If you do store PAN, you are required to do:
File integrity monitoring (FIM)
Intrusion detection or intrusion prevention (via IDS/IPS)
Annual penetration testing (internal and external)
Physical security with the systems that store sensitive data
In addition to the entire PCI DSS standard
Qualifying for an SAQ D definitely does not reduce your scope.
I know you might think storing PAN makes life easier. Perhaps you process a lot of refunds. Perhaps you store credit cards for recurring customers. Storage might seem like a good decision at first because it increases sales by making it easier for your customer. The downside is, you’re storing PAN.
If you must store PAN, consider an alternate method. Can your bank store the card numbers, and then provide you access through a portal when doing refunds? Can you outsource the entirety of your payment page to a third party? (If so, that qualifies you for SAQ A, with significantly less requirements.)
Bottom line is: If you don’t have a compelling business need to store PAN, don’t store it!
Make sure you comply with PCI
PCI also requires compliance for secondary systems in scope for PCI (such as log servers) and some that reside outside of the typical card data environment (such as DNS.) Keep these systems and PCI changes in mind as you reduce your scope and comply with the PCI DSS.
Outsource PCI aspects
When correctly arranged, outsourcing is a great way to reduce your scope. Could service providers take on some of your more daunting PCI requirements, such as firewall management, log collection/monitoring, or systems hosting?
If you don’t have to hire personnel to manage outsourced devices, you can free up internal resources.
Consider P2PE implementation
Another option for scope reduction is point-to-point encryption or P2PE. In a nutshell, if you properly implement a P2PE validation solution and have no access to unencrypted data or encryption keys, you may qualify for a P2PE SAQ (with only 35 requirements).
Tokenization completely replaces the PAN in your environment so you can store tokens in your database.
Just make sure that if you implement tokenization, you’re not still collecting PAN or storing old caches of PAN in your environment. Make sure you run data discovery tools to find all PAN caches so you can replace them with a token.
Anytime PAN is removed from an environment, risk is reduced.
Start network segmentation
Network segmentation is one of the best ways to reduce the systems that store, process, or transmit card data, and in turn, segmentation reduces your scope. Network segmentation is a method of separating systems that store, process, or transmit cardholder data from those that don’t.
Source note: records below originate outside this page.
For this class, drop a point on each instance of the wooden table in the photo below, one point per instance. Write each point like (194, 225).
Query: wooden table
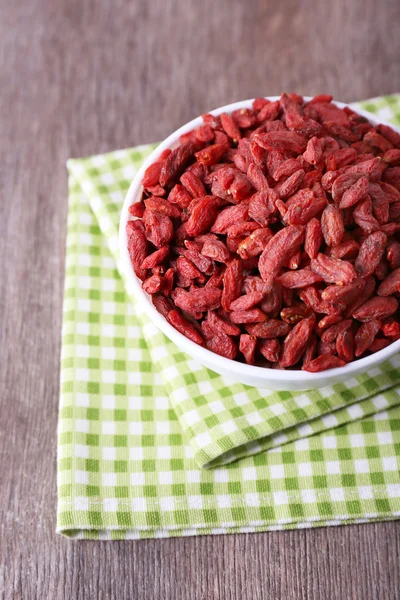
(80, 77)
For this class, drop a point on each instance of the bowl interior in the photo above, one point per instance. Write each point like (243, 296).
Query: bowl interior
(240, 371)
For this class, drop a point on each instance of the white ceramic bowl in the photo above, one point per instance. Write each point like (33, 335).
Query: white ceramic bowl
(247, 374)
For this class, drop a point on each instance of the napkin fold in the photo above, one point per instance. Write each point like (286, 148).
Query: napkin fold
(149, 451)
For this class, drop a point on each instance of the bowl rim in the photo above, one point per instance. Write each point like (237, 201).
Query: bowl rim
(204, 355)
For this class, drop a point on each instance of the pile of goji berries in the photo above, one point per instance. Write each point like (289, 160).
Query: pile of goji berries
(272, 235)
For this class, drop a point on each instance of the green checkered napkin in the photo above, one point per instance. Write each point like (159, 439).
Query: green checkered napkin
(144, 451)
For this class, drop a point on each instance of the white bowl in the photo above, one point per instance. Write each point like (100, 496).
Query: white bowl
(240, 372)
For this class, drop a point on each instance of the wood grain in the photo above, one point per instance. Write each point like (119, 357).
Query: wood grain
(85, 77)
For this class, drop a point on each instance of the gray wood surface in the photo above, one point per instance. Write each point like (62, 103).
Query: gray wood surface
(80, 77)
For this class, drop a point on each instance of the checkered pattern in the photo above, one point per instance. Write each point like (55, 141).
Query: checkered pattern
(133, 440)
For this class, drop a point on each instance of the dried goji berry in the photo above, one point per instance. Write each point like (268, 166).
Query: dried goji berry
(333, 270)
(376, 308)
(270, 329)
(286, 241)
(253, 315)
(247, 346)
(390, 284)
(271, 349)
(323, 362)
(299, 279)
(296, 341)
(184, 326)
(332, 225)
(371, 251)
(365, 336)
(291, 241)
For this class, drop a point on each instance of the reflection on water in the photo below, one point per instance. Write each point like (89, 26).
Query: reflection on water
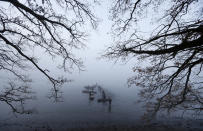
(71, 106)
(15, 97)
(103, 96)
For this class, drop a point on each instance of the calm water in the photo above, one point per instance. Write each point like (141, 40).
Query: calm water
(75, 109)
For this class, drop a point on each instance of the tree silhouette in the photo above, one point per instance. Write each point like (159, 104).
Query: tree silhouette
(16, 96)
(170, 55)
(56, 27)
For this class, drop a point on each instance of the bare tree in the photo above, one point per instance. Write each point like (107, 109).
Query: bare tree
(170, 55)
(16, 96)
(54, 26)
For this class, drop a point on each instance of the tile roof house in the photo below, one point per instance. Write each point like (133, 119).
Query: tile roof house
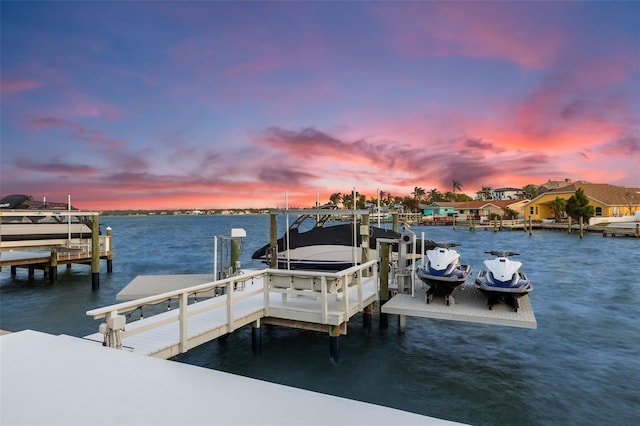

Oftentimes when interacting with customer networks, we find merchants have big flat networks with a firewall at the edge, but that’s it. Everything inside the network can talk to everything else. Flat networks make securing your card data extremely difficult because your entire network is in scope for the PCI DSS. Each system has the ability to talk to every other system.
Here’s a great example of network segmentation via a firewall. Say you install and configure a multi-interface firewall at the edge of your network. From there, you create one interface on the firewall dedicated just to the systems that store,process, and transmit cardholder data. If this interface doesn’t allow any other traffic into or out of any other zones, that’s proper network segmentation.
A way to properly segment a network without a firewall is through an air gap. Air gaps mean having truly separate network environments for card data environments. Specifically, the actual network equipment that runs the card data environment is totally separate from your office environment.
Know your inflows and outflows. Until you know your flows, you don’t know what to secure.
Use a card data discovery tool. This tool will help find the caches of card data in your environment. Once you identify them and identify the process that created the cache, decide if you really need to continue these processes.
Not-in-scope systems don’t require PCI. PCI requirements are best security practices but aren’t necessarily required for network segments not in scope.
Decide. Is reducing scope worth it to your organization?